Squamous cell carcinoma is the commonest histopathology. This is mainly because of squamous epithelial lining of the upper aerodigestive tract from which most of these head and neck cancers arise. This was true in all of the previous studies [16, 17, 18, 24]. For major salivary gland, the commonest histopathology is mucoepidermoid carcinoma, while for thyroid cancer the commonest is papillary thyroid cancer. Similar findings are reported by these studies [15, 31].
The study has captured country wide data of all the head and neck cancers as Jigme Dorji Wangchuk National Referral Hospital is the only hospital in the country where diagnosis and treatment of cancer all cancers are carried out. Therefore, it is inclusive of all head and neck cancers in Bhutan except for those few cases that may not have reported to any health centres or remained undetected. Hence, the estimates of incidence of head and neck cancers presented in the study are fairly accurate. The main limitation of the study is its retrospective nature thereby leading to missing information, especially those patients who have already expired and whose family members could not be traced even through phone calls. Another limitation is about the risk factors whose information was taken only for those cancer sites with proven association with the risk factors like tobacco. Therefore, we couldn’t get a control arm to see the association of these risk factors.

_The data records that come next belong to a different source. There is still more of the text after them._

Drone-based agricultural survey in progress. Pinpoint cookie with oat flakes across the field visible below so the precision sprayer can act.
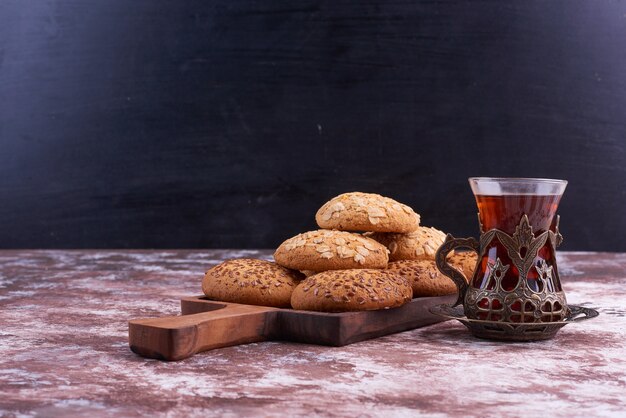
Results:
[291,269,413,312]
[387,260,459,297]
[315,192,420,232]
[364,226,446,261]
[202,258,304,308]
[274,229,389,272]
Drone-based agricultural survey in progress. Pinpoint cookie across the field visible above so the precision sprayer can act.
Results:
[202,258,304,308]
[291,269,413,312]
[315,192,420,232]
[274,229,389,271]
[364,226,446,261]
[448,251,478,281]
[387,260,457,297]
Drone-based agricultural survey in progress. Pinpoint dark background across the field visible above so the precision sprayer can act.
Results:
[0,0,626,251]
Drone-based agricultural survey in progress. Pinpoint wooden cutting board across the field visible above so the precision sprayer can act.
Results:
[128,295,448,360]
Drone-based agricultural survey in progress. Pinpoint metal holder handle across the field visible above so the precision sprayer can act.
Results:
[435,234,480,306]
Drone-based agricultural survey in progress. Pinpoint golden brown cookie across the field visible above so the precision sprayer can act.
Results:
[448,251,478,281]
[364,226,446,261]
[202,258,304,308]
[274,229,389,271]
[387,260,457,297]
[315,192,420,232]
[291,269,413,312]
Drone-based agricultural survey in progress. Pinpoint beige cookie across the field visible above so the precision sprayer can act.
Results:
[274,229,389,271]
[315,192,420,232]
[364,226,446,261]
[387,260,457,297]
[291,269,413,312]
[448,251,478,281]
[202,258,304,308]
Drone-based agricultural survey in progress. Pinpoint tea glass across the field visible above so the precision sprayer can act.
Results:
[436,177,569,324]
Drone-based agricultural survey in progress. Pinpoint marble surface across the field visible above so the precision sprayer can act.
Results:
[0,250,626,417]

The study provides baseline information on the epidemiological and histopathological characteristics of all the head and neck cancers in Bhutan. Head and neck cancers are the third most common cancer in Bhutan, with thyroid, oral cavity and hypopharynx being the top three cancers. This information will help us to design future head and neck cancer related studies in Bhutan. Additionally, the information from this study can be used to provide input for developing the national cancer control programme and develop strategies to prevent some of these preventable cancers through commencement of screening programmes.
Conflicts of interest
Acknowledgments and funding declaration
This research was conducted as part of Bhutan’s Structured and Mentoring Approach to Research Training (B SMART) course. The B SMART course is offered by the Khesar Gyalpo University of Medical Sciences of Bhutan in collaboration with the Ministry of Health, Bhutan, with financial support from the World Health Organization, Bhutan. The course is based on the Structured Operational Research and Training Initiative (SORT IT), a course developed jointly by the International Union Against Tuberculosis and Lung Disease (The Union) and Medécins sans Frontières (MSF/Doctors Without Borders) and currently coordinated by the Special Programme for Research and Training in Tropical Diseases at the World Health Organization (WHO/TDR). We also acknowledge Bhutan cancer society for funding this research project during data collection.